🤖 AI Summary
To address the insufficient multi-scale local feature extraction capability of Vision Transformers (ViTs) for densely packed small targets in Synthetic Aperture Radar (SAR) imagery, this paper proposes the Density-Aware Adaptive Vision Transformer (DA-ViT). The method introduces two key innovations: (1) a novel Density-Aware Module (DAM) that explicitly models spatial target distribution density and generates a density tensor; and (2) a Density-Enhanced Fusion Module (DEFM) that enables density-guided collaborative optimization between CNN-derived local features and Transformer-based global features.

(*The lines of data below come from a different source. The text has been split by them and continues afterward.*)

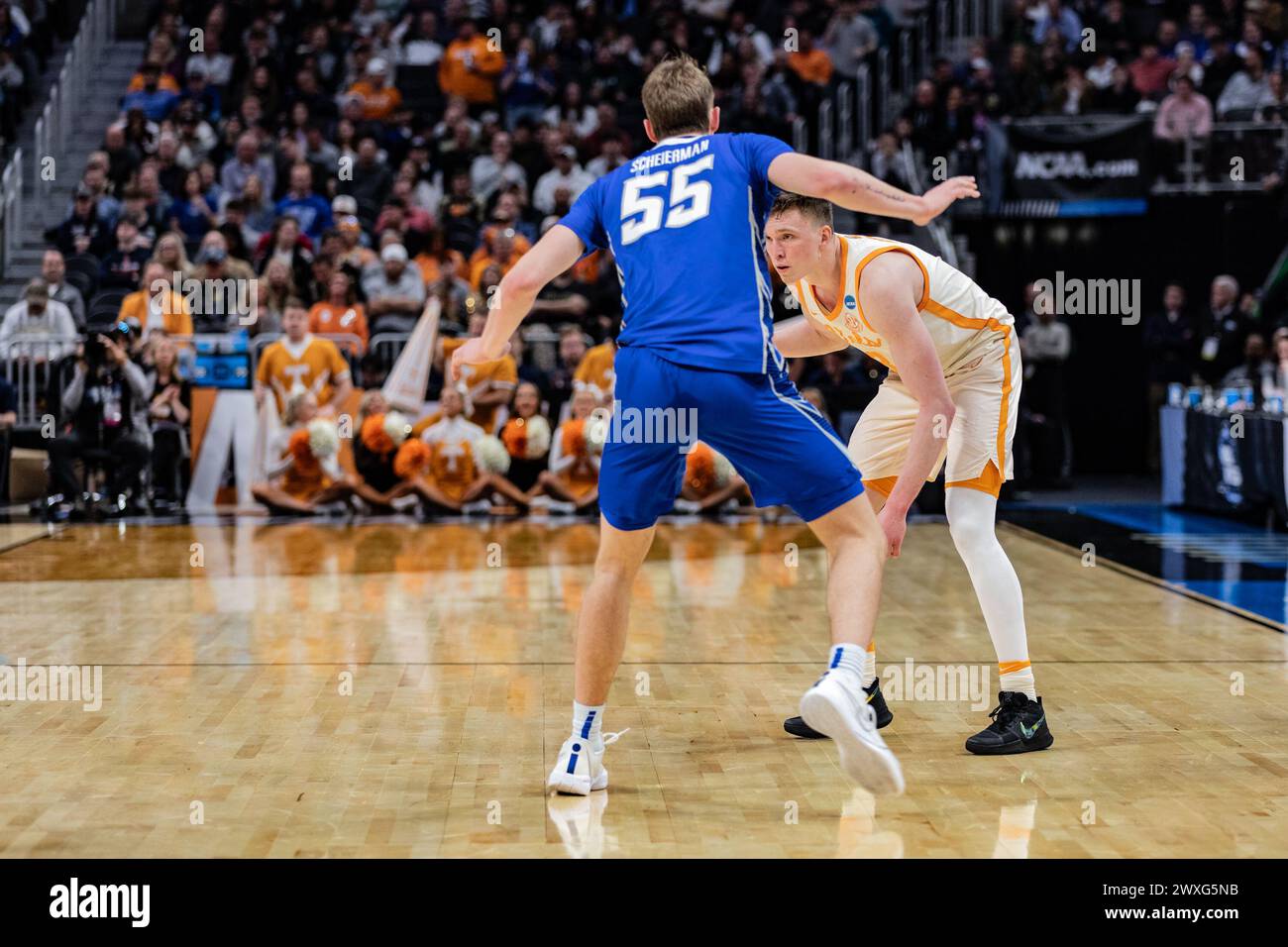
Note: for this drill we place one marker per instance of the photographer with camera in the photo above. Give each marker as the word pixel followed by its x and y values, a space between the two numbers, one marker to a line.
pixel 104 407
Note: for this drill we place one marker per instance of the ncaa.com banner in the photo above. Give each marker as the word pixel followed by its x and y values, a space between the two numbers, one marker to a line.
pixel 1102 158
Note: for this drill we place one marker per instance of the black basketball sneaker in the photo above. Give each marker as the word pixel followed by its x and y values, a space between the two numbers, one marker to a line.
pixel 1019 725
pixel 799 728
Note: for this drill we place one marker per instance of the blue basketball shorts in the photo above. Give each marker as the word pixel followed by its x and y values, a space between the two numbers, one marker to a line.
pixel 778 442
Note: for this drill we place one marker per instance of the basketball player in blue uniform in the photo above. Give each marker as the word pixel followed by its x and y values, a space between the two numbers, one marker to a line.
pixel 686 222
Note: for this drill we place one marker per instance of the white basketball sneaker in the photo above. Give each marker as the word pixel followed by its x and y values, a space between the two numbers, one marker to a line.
pixel 829 707
pixel 581 770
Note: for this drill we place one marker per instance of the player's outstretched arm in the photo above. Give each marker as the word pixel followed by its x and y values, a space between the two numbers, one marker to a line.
pixel 802 338
pixel 855 189
pixel 553 254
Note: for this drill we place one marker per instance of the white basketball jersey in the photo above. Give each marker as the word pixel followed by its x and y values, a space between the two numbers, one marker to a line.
pixel 965 322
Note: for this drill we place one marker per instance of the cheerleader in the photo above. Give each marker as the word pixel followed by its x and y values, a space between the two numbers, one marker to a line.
pixel 385 471
pixel 527 438
pixel 463 460
pixel 308 474
pixel 575 455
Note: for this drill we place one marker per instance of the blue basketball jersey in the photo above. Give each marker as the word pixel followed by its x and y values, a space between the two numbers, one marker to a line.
pixel 686 224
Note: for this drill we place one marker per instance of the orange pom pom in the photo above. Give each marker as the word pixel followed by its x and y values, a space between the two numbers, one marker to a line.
pixel 412 459
pixel 301 454
pixel 575 438
pixel 514 436
pixel 374 436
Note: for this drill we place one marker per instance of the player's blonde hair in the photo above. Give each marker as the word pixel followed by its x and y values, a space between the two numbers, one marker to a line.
pixel 678 97
pixel 812 209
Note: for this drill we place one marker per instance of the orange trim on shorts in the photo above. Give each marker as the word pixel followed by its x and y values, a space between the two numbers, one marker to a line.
pixel 965 322
pixel 883 484
pixel 988 482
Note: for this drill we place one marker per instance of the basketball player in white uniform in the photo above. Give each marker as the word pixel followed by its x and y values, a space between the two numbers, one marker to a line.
pixel 952 394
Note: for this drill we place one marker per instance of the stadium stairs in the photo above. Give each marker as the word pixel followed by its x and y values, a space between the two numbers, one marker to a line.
pixel 111 76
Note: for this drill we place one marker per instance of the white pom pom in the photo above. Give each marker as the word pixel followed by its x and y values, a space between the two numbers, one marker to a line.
pixel 323 438
pixel 490 455
pixel 397 427
pixel 539 436
pixel 596 431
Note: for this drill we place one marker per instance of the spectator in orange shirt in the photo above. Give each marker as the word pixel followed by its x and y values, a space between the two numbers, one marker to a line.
pixel 810 62
pixel 158 304
pixel 378 98
pixel 339 313
pixel 502 256
pixel 471 67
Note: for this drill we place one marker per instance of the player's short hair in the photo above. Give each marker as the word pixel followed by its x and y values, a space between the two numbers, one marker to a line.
pixel 678 97
pixel 812 209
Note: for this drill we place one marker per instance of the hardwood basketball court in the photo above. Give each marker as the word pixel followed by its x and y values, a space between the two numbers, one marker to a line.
pixel 398 689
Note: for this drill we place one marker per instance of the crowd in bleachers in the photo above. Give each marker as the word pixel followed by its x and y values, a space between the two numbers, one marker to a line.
pixel 356 159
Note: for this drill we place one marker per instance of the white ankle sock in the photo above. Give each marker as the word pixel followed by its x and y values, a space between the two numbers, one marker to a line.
pixel 971 514
pixel 1017 676
pixel 870 664
pixel 587 720
pixel 848 660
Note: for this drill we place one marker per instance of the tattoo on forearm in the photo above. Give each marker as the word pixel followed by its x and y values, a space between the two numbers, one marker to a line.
pixel 884 192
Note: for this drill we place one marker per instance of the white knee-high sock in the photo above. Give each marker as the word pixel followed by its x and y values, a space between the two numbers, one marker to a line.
pixel 971 522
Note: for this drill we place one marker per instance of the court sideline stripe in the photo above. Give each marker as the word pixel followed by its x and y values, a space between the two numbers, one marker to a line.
pixel 1151 579
pixel 31 539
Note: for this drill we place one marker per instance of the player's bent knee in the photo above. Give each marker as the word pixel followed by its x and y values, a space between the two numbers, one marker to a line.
pixel 971 532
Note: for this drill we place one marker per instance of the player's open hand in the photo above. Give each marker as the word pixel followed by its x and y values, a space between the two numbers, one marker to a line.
pixel 894 525
pixel 473 354
pixel 939 197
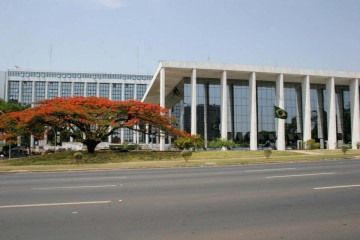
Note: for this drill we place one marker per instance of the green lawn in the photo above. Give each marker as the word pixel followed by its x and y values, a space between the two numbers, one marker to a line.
pixel 62 161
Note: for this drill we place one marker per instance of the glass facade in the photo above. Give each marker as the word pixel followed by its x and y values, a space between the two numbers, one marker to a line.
pixel 39 91
pixel 239 108
pixel 104 90
pixel 266 99
pixel 79 89
pixel 53 90
pixel 293 106
pixel 343 117
pixel 117 92
pixel 91 89
pixel 65 89
pixel 129 91
pixel 26 92
pixel 318 113
pixel 140 91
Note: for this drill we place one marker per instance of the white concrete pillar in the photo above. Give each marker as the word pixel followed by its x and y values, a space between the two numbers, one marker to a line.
pixel 280 143
pixel 305 86
pixel 223 84
pixel 193 102
pixel 355 115
pixel 331 113
pixel 206 106
pixel 162 104
pixel 253 112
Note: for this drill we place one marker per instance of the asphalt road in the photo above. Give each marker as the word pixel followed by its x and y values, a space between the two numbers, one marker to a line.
pixel 276 201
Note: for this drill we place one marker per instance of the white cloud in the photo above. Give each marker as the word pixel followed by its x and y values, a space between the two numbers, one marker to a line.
pixel 113 4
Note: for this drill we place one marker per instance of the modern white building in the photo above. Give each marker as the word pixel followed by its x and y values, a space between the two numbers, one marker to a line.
pixel 237 102
pixel 29 86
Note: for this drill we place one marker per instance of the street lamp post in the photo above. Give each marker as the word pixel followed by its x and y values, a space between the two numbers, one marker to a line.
pixel 10 141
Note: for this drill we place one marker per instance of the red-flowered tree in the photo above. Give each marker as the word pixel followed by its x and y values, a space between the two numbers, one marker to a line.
pixel 88 119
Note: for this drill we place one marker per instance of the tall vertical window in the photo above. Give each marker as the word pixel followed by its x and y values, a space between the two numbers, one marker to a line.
pixel 140 91
pixel 53 89
pixel 91 89
pixel 129 91
pixel 318 98
pixel 66 89
pixel 39 91
pixel 343 116
pixel 26 92
pixel 79 89
pixel 293 106
pixel 265 112
pixel 240 107
pixel 116 91
pixel 14 90
pixel 104 90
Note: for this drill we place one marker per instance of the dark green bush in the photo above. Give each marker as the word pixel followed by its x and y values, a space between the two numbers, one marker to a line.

Critically, DA-ViT leverages density priors without requiring additional annotations, thereby enhancing discriminability for small targets. Experimental results demonstrate state-of-the-art performance, achieving 79.8% and 92.5% mAP on the RSDD and SIVED SAR datasets, respectively—substantially outperforming existing SAR object detection approaches.
📝 Abstract
Vision Transformer (ViT) has achieved remarkable results in object detection for synthetic aperture radar (SAR) images, owing to its exceptional ability to extract global features. However, it struggles with the extraction of multi-scale local features, leading to limited performance in detecting small targets, especially when they are densely arranged. Therefore, we propose Density-Sensitive Vision Transformer with Adaptive Tokens (DenSe-AdViT) for dense SAR target detection. We design a Density-Aware Module (DAM) as a preliminary component that generates a density tensor based on target distribution. It is guided by a meticulously crafted objective metric, enabling precise and effective capture of the spatial distribution and density of objects. To integrate the multi-scale information enhanced by convolutional neural networks (CNNs) with the global features derived from the Transformer, Density-Enhanced Fusion Module (DEFM) is proposed. It effectively refines attention toward target-survival regions with the assist of density mask and the multiple sources features. Notably, our DenSe-AdViT achieves 79.8% mAP on the RSDD dataset and 92.5% on the SIVED dataset, both of which feature a large number of densely distributed vehicle targets.